About the Role :

We are seeking a highly skilled Data Engineer to join our team to design, build, and optimize scalable data pipelines and platforms.

The ideal candidate will have hands-on experience with Python, Spark, HDFS, and MongoDB, and a proven ability to work with large-scale datasets in a distributed environment.

Key Responsibilities :

- Design, develop, and maintain end-to-end data pipelines for batch and real-time processing.

- Work with Apache Spark to process and transform large datasets efficiently.

- Manage and optimize HDFS storage, ensuring data availability, reliability, and performance.

- Develop scripts and data orchestration workflows using Python.

- Build and maintain NoSQL data solutions using MongoDB, including data modeling and performance tuning.

- Collaborate with Data Scientists, Analysts, and Platform Engineering teams to deliver high-quality data solutions.

- Implement data quality, validation, and monitoring frameworks to ensure accuracy and consistency.

- Participate in design reviews, code reviews, and performance optimization initiatives.

- Contribute to the continuous improvement of data engineering standards and best practices.

Required Skills & Qualifications :

- Bachelors or Masters degree in Computer Science, Information Technology, Data Engineering or related field.

- 3+ years of hands-on experience in Data Engineering or related domain.

- Strong proficiency in Python programming for data processing and automation.

- Expertise in Apache Spark (PySpark preferred) for large-scale data processing.

- Solid experience with HDFS (Hadoop Distributed File System) and distributed data architecture.

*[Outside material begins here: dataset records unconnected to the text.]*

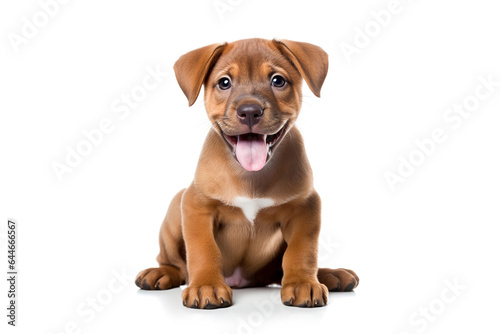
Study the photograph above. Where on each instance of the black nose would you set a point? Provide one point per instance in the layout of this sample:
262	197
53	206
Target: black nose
249	114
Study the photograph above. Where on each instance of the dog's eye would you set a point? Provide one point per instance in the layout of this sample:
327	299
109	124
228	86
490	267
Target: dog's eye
278	81
224	83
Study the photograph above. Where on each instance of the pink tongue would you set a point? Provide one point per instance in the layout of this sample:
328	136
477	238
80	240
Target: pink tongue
251	151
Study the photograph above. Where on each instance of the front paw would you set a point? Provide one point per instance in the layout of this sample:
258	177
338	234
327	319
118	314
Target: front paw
207	296
338	279
304	294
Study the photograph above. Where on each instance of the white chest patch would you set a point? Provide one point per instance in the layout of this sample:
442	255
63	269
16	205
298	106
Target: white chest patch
252	206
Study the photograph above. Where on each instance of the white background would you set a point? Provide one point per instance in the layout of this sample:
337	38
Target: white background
440	225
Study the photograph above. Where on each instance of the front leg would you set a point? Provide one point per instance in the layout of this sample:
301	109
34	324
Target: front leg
207	288
300	285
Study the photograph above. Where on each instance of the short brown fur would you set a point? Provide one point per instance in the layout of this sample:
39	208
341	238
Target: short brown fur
205	238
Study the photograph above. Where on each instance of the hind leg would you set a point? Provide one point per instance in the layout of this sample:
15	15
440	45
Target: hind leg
338	279
172	271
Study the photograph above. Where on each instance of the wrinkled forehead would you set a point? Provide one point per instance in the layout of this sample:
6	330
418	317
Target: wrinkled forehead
251	60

- Hands-on experience with MongoDB including schema design, queries, and performance optimization.

- Good understanding of ETL concepts, data warehousing, and data modeling.

- Proficient in working with Linux/Unix environments and shell scripting.

- Experience with version control tools like Git.

Good to Have (Optional) :

- Experience with workflow orchestration tools (Airflow, Luigi, Oozie, etc.)

- Knowledge of cloud platforms (AWS, Azure, GCP) and cloud-native data services

- Exposure to CI/CD and DevOps practices for data engineering

- Experience with streaming systems (Kafka, Flink, etc.)